Preprocesses records for deduplication.

Args:: records_df (pd.DataFrame): The dataframe containing the records to be preprocessed. verbosity_level (int, optional): Level of verbosity for logging. Defaults to None.
Returns:: pd.DataFrame: The preprocessed records dataframe.

bib_dedupe.bib_dedupe.block(records_df: DataFrame, *, verbosity_level: int | None = None, cpu: int = -1) → DataFrame¶

Blocks pairs of records for deduplication.

Args:: records_df (pd.DataFrame): The dataframe containing the records to be deduplicated. verbosity_level (int, optional): Level of verbosity for logging. Defaults to None.
Returns:: pd.DataFrame: The dataframe containing the blocked pairs for deduplication.

bib_dedupe.bib_dedupe.match(pairs_df: DataFrame, *, verbosity_level: int | None = None, cpu: int = -1) → DataFrame¶

Identifies true/maybe matches from the given pairs based on similarity scores.

Args:: pairs_df (pd.DataFrame): The DataFrame containing the pairs to be compared. verbosity_level (int, optional): Level of verbosity for logging. Defaults to None. debug (bool, optional): If True, enables debug mode. Defaults to False.
Returns:: pd.DataFrame: The DataFrame containing the true/maybe matches.

bib_dedupe.bib_dedupe.export_maybe(records_df: DataFrame, *, matched_df: DataFrame, verbosity_level: int | None = None) → None¶

Exports ‘maybe’ cases for manual review during deduplication.

Args:: matched_df (pd.DataFrame): The dataframe containing the matched pairs. records_df (pd.DataFrame): The dataframe containing the records. verbosity_level (int, optional): Level of verbosity for logging. Defaults to None.

bib_dedupe.bib_dedupe.import_maybe(matched_df: DataFrame, *, verbosity_level: int | None = None) → DataFrame¶

Imports decisions for ‘maybe’ cases after manual review.

Args:: matched_df (pd.DataFrame): The dataframe containing the matches. verbosity_level (int, optional): Level of verbosity for logging. Defaults to None.
Returns:: pd.DataFrame: The dataframe containing the updated matches.

bib_dedupe.bib_dedupe.merge(records_df: DataFrame, *, matched_df: DataFrame | None = None, duplicate_id_sets: list | None = None, verbosity_level: int | None = None) → DataFrame¶

Merges duplicate records in the given dataframe.

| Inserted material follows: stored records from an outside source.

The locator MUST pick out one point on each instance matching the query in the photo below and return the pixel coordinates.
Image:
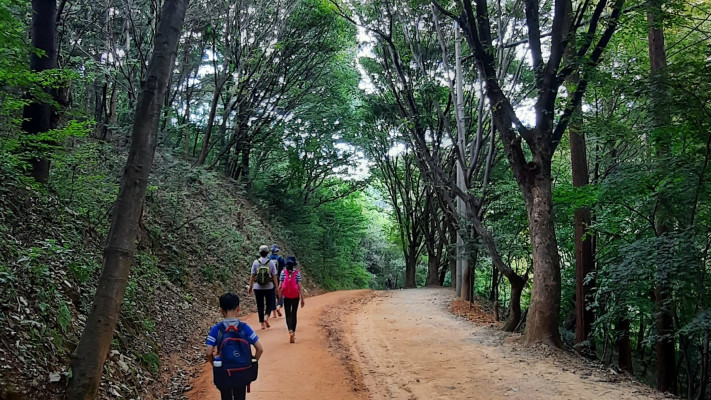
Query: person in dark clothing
(293, 294)
(230, 309)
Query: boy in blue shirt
(230, 309)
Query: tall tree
(666, 346)
(37, 114)
(533, 173)
(90, 354)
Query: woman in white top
(264, 282)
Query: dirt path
(406, 345)
(303, 370)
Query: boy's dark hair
(229, 301)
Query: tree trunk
(494, 292)
(665, 345)
(542, 323)
(95, 343)
(584, 257)
(99, 107)
(517, 285)
(452, 255)
(411, 267)
(38, 116)
(704, 367)
(208, 129)
(432, 271)
(624, 345)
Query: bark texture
(665, 346)
(37, 115)
(90, 355)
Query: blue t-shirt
(283, 275)
(252, 337)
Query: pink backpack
(290, 288)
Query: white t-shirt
(272, 272)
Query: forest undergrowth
(197, 236)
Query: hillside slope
(197, 237)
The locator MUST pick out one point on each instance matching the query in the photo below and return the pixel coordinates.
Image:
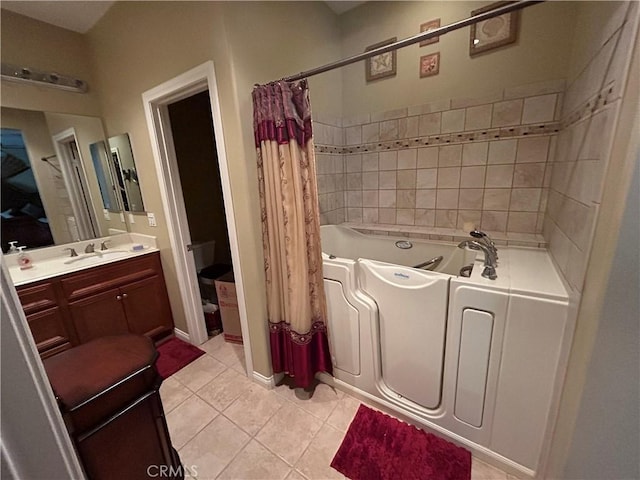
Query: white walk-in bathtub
(477, 360)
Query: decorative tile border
(590, 106)
(532, 240)
(445, 139)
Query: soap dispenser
(24, 260)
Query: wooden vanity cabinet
(128, 296)
(50, 328)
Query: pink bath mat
(379, 447)
(175, 354)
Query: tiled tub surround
(330, 169)
(584, 145)
(447, 164)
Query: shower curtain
(291, 231)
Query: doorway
(156, 102)
(197, 160)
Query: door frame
(156, 101)
(85, 217)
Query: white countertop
(54, 261)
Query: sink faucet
(489, 257)
(486, 239)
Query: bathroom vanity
(70, 301)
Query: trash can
(107, 390)
(206, 278)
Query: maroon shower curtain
(291, 231)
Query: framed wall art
(428, 26)
(430, 65)
(494, 32)
(383, 65)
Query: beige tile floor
(228, 427)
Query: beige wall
(35, 44)
(541, 53)
(149, 43)
(593, 171)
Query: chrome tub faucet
(489, 257)
(486, 239)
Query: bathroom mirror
(59, 150)
(126, 175)
(105, 174)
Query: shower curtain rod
(511, 7)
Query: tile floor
(227, 427)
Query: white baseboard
(181, 335)
(268, 382)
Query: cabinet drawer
(37, 297)
(49, 331)
(99, 279)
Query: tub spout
(486, 239)
(430, 264)
(489, 257)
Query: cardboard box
(228, 303)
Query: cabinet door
(98, 315)
(147, 307)
(49, 331)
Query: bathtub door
(412, 306)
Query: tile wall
(445, 164)
(330, 169)
(526, 163)
(584, 144)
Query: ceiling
(76, 16)
(80, 16)
(342, 6)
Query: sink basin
(96, 257)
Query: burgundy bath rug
(174, 355)
(379, 447)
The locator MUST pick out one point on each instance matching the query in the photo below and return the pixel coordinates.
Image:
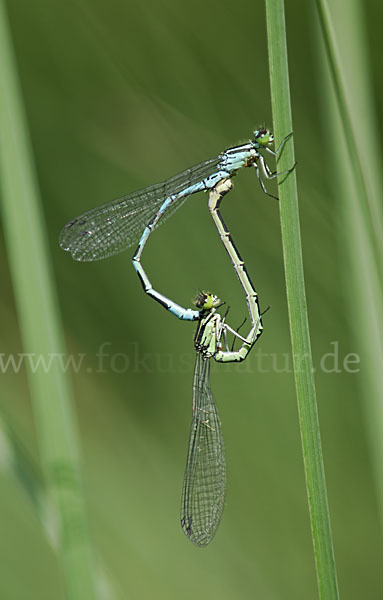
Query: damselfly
(205, 474)
(111, 228)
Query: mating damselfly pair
(113, 227)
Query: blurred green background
(119, 96)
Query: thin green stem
(41, 330)
(296, 299)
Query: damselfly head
(263, 137)
(206, 301)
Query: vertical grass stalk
(40, 329)
(296, 299)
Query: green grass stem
(296, 298)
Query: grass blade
(296, 298)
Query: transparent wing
(113, 227)
(205, 474)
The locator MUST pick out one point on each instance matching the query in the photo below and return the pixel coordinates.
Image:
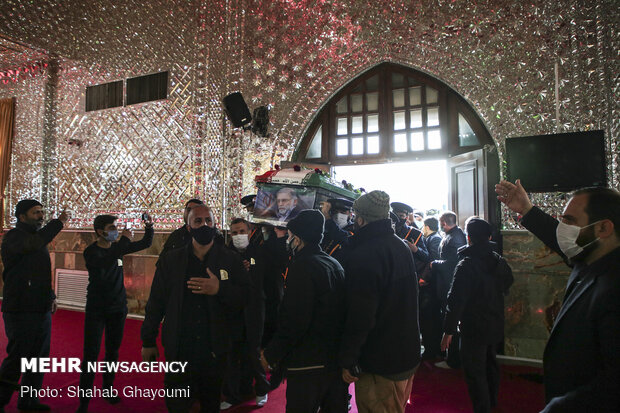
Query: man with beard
(287, 206)
(28, 299)
(180, 237)
(244, 362)
(582, 357)
(195, 290)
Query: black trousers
(481, 373)
(430, 321)
(203, 376)
(29, 336)
(94, 325)
(309, 390)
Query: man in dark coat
(380, 347)
(311, 321)
(442, 272)
(430, 308)
(106, 298)
(412, 236)
(195, 290)
(244, 365)
(582, 357)
(476, 300)
(28, 299)
(180, 237)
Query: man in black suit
(582, 357)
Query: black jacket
(311, 315)
(582, 357)
(254, 312)
(476, 298)
(381, 333)
(166, 298)
(443, 269)
(106, 284)
(27, 272)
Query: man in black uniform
(180, 237)
(311, 322)
(195, 290)
(244, 362)
(28, 299)
(412, 236)
(337, 213)
(582, 357)
(106, 298)
(476, 300)
(430, 311)
(442, 271)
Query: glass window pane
(400, 142)
(341, 106)
(434, 139)
(399, 120)
(416, 118)
(358, 146)
(372, 83)
(467, 136)
(342, 126)
(417, 141)
(373, 123)
(415, 96)
(342, 147)
(433, 116)
(372, 101)
(431, 95)
(398, 97)
(373, 144)
(357, 124)
(398, 80)
(356, 103)
(314, 151)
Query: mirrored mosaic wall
(506, 58)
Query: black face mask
(203, 235)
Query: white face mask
(342, 220)
(241, 241)
(567, 239)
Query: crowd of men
(346, 294)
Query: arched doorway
(392, 113)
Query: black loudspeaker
(237, 111)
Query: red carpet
(434, 390)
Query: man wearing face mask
(195, 290)
(106, 298)
(582, 357)
(412, 236)
(442, 271)
(244, 362)
(311, 321)
(337, 213)
(180, 237)
(28, 299)
(380, 348)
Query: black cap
(478, 228)
(400, 207)
(341, 203)
(308, 225)
(24, 206)
(248, 200)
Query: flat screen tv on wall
(559, 162)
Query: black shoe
(112, 399)
(34, 407)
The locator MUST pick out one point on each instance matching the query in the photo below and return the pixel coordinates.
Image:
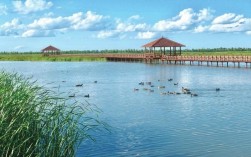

Args:: records_df (pd.DataFrame): The DataFrame containing the records to be merged. duplicate_id_sets (list, optional): List of sets containing duplicate record IDs. If None, the function will perform deduplication process to identify duplicates. Defaults to None. verbosity_level (int, optional): Level of verbosity for logging. Defaults to None.
Returns:: pd.DataFrame: The merged DataFrame.